Vou responder a isto.

Nós não podemos mudar a indole de uma nação com a mesma facilidade com que um individuo muda de fato, ou de camisa. A nação portugueza tem a sua indole especial.

Ha annos atraz, quando ainda não havia a facilidade de transportes e communicações, que ha hoje, quando não havia a concorrencia desenfreada de cereaes estrangeiros que se dá hoje, quando era pouco facil a concorrencia nos mercados internos dos proprios productos agricolas nacionaes entre si, dava-se como assentado e como certo, que um individuo, uma familia, que possuia uma determinada propriedade (ilegivel) , tinha n´ella a sua fortuna garantida, dispunha de um bem estar que, por assim dizer, duraria sempre, enquanto existisse, o individuo, ou a familia.

Quando appareceu, já são passados muitos annos, o mal nos pomares nos arredores de Lisboa, differentes familias, que até então viviam em circumstancias desafogadas, acharam-se em situação triste por lhes faltar, quando menos esperavam, e seu principal ou unico rendimento.

Se isto se dava em relação á cultura, a que me estou referindo, era por outro lado certo que não apparecêra molesta ou circumstancia alguma invencivel, no paiz ou fóra d'elle, que prejudicasse a cultura dos cereaes, e por isso continuou a cultura dos cereaes a ser considerada como uma fonte certa, segura, de prosperidade e de bem estar, para quem chegava a adquirir propriedade, em que elles fossem cultivados.

O sr. relator de certo sabe que na pratica chegou a vingar este principio a ponto de que, para quem comprava uma propriedade destinada á cultura de cereaes, a informação que mais valor tinha era a da medida da superficie da area cultivada.

Adquirida essa informação as compras e vendas faziam correntemente, e para exemplo de que assim era lembrarei o que succedia determinadamente nos campos de Coimbra com as terras de milho.

Veiu depois a febre dos caminho de ferro, veiu a febre dos melhoramentos materiaes, e quando isso se deu os lavradores, agricultores e proprietarios, não deixaram de procurar melhorar os seus productos e de introduzir as modificações aconselhadas pelos estrangeiros, e que eram compativeis com os nossos recursos.

Essas, modificações deram-se principalmente na alfaia agricola, e n'este ponto não podem accusar os lavradores de imprevidentes.

Se o sr. relator quer dizer-me que os lavradores, agricoltores e proprietarios foram imprevidentes em não acautelar os effeitos, que lhes haviam advir dos melhoramentos materiaes, como caminhos de ferro, etc., declaro desde já que n'essa parte estou de accordo com s. exa.

Recordarei um caso, que se deu ha annos, e que correu de bôca em bôca em Lisboa.

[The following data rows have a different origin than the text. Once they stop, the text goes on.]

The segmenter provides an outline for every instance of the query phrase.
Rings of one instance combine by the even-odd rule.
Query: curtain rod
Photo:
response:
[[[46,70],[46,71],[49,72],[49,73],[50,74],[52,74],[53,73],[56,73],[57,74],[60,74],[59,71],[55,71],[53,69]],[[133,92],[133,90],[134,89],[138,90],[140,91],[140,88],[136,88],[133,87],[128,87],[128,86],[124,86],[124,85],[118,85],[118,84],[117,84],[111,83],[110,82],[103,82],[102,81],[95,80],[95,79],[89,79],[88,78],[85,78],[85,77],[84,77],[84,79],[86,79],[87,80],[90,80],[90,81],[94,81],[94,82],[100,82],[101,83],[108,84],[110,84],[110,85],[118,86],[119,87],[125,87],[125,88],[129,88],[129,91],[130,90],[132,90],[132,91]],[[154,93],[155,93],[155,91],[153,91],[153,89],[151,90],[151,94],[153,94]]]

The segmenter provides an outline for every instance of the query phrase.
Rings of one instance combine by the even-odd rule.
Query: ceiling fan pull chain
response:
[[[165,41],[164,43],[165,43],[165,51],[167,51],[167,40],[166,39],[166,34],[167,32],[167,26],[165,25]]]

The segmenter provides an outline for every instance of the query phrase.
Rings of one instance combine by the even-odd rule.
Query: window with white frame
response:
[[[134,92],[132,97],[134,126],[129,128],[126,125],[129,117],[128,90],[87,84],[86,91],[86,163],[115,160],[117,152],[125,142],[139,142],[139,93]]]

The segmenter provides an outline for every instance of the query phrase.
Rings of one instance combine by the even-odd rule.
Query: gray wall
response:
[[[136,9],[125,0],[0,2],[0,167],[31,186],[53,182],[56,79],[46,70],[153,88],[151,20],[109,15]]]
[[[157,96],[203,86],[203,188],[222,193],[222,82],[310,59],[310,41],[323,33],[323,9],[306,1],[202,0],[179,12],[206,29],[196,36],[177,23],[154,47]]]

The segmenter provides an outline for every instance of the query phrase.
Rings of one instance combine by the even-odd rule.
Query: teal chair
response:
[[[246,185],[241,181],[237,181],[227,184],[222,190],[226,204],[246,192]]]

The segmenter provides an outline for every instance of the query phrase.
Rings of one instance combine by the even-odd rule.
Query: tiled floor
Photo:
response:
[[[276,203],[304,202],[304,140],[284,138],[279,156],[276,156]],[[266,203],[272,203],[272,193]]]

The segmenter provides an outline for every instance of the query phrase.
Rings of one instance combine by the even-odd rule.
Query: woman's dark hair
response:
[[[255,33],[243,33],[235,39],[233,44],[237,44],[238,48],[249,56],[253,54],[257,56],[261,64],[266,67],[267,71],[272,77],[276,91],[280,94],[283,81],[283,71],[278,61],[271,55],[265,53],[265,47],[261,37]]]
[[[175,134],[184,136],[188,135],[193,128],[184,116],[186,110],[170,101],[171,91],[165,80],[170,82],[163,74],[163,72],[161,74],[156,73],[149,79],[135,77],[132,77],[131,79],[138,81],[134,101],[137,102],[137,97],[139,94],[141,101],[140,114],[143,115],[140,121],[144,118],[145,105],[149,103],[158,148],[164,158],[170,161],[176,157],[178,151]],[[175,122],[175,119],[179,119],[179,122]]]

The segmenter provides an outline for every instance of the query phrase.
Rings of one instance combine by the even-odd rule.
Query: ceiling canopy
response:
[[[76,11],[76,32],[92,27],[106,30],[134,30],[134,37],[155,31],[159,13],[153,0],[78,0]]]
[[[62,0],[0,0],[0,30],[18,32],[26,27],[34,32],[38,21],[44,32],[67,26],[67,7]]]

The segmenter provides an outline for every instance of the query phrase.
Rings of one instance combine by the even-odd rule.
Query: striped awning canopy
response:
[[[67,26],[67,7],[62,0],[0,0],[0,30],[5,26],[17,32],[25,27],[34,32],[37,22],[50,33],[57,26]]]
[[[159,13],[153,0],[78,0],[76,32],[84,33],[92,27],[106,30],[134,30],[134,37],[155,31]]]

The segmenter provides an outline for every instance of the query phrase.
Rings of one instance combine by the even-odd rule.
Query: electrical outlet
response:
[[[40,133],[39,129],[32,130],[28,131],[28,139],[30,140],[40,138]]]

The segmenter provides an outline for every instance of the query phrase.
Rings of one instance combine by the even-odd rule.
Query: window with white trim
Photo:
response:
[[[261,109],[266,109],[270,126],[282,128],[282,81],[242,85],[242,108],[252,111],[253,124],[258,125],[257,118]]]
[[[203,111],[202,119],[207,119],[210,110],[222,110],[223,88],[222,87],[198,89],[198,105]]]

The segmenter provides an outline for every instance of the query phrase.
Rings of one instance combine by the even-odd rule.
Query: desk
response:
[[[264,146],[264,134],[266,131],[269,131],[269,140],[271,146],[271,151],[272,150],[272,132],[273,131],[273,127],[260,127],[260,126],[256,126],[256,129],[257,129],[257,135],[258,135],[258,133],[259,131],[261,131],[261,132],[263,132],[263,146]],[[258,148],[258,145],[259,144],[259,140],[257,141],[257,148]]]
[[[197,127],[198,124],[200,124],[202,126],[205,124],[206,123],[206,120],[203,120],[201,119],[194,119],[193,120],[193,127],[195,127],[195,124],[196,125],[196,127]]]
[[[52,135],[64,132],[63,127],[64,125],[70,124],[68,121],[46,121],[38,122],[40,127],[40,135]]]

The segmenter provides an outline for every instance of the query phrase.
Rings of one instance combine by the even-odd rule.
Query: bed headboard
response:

Era um homem, um lavrador rico, que andava constantemente entretido com os trabalhos da sua lavoura.

Perguntando-lhe alguem, n'uma dada occasião, como achava elle que os negocios publicos corriam em Portugal, respondeu:

«Não sei nada d'isso, e não admira que não saiba, porque eu passo parte do anno a olhar para o céu a ver o tempo que vem. Fóra d´isso só tenho vagar para comer e para dormir!»

Quer isto dizer que, quando se pediam mais caminhos de ferro, mais melhoramentos materiaes, a generalidade da classe agricola desconhecia quaes os effeitos, que d'ahi poderiam advir á sua industria.

Se o sr. relator quer ver n'isto imprevidencia dos nossos agricultores, concedo que assim tenha sido.

Mal suppunham elles que os caminhos de ferro, que pediam, haviam de concorrer efficazmente para aggravar, se não promover a crise, que hoje atravessamos.

Mais abaixo diz s. exa. o seguinte:

«A par d'estas acções, já de si bastante energicas, para se não poderem remover sem tempo, convem não esquecer que ha, em alguns casos, outras que estão fóra da acção do homem.»

E acrescentou:

«Estamos fora da zona cerealifera».

Eu estou convencido, sr. presidente, de que, se por acaso os scientificos, digo isto sem offensa, podessem ou tivessem meio de indicar aos lavradores uma cultura, que podesse ser empregada em Portugal em substituição da cultura do trigo, a crise ficaria de prompto resolvida, e de certo não teria havido aactividade que se tem manifestado por parte dos lavradores victimas da crise, nem se teriam empregado os esforços que têem apparecido para que o governo attenda a essa questão, que para mim prima sobre todas as mais.

Esta affirmação de que estamos fóra da zona cerealifera, teve, a meu ver, como ponto de partida um trecho de um trabalho do sr. conselheiro João Ignacio Ferreira Lapa, trecho ao qual se tem dado uma interpretação que de certo nunca esteve, nem podia estar, na mente do mesmo sr. conselheiro Lapa.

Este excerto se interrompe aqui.